If I point the wasm to mlc's phi-2 it works.

Im trying to work in adding webgou tests using cypress, but Im spending more time looking at this than anything else.

It should be fixed now via mlc-ai/mlc-llm#2187.

We recently used EMCC to include runtime code from https://github.com/mlc-ai/mlc-llm into the model WASM; as of now mainly for the grammar usages.
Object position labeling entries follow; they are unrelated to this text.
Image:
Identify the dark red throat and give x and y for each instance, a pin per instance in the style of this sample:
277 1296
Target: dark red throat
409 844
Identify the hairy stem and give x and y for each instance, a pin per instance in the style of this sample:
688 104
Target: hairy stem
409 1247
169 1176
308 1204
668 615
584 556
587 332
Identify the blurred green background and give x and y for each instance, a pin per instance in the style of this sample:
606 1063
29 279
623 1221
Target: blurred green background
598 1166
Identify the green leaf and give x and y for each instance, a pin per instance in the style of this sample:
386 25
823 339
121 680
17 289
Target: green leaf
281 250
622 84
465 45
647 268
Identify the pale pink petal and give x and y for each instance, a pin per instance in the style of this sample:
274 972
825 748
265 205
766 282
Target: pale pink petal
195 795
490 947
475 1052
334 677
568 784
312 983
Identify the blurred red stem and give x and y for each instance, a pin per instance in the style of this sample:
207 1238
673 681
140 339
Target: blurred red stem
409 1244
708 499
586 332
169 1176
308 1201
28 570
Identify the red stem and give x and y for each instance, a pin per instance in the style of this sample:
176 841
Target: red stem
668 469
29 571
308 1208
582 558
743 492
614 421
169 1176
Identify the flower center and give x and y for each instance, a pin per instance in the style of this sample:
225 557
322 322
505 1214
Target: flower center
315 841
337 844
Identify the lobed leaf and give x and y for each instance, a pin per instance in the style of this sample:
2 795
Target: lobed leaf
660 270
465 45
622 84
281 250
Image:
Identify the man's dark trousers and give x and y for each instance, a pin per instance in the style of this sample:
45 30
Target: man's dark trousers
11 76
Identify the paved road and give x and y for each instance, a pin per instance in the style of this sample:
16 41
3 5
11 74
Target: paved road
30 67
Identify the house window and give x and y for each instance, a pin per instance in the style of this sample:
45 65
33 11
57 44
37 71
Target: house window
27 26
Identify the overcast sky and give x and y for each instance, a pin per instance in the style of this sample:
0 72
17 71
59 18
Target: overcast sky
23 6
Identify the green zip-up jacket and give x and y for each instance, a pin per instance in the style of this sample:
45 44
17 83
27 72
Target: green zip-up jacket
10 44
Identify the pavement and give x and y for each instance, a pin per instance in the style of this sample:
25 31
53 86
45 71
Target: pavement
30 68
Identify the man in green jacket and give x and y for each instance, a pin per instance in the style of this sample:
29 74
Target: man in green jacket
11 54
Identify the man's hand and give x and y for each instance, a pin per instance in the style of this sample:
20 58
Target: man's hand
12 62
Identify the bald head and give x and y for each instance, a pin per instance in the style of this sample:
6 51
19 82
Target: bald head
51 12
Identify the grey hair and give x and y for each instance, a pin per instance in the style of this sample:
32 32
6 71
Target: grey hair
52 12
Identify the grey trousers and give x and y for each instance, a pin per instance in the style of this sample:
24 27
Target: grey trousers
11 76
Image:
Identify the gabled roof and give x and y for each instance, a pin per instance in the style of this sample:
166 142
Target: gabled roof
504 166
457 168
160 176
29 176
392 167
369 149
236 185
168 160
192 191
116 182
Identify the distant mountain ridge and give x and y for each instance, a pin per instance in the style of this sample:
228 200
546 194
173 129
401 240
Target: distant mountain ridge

Currently, I am prioritizing to ensure users who use the prebuilt models have a smooth experience. For instance, we introduced wasm versioning.

For compiling a customized model, as a current workaround, using the commits specified in the WASM version PRs should guarantee a working WASM (though admittedly a bit inconvenient):

In future, we will find ways to make sure that the compile-runtime flow is also smooth.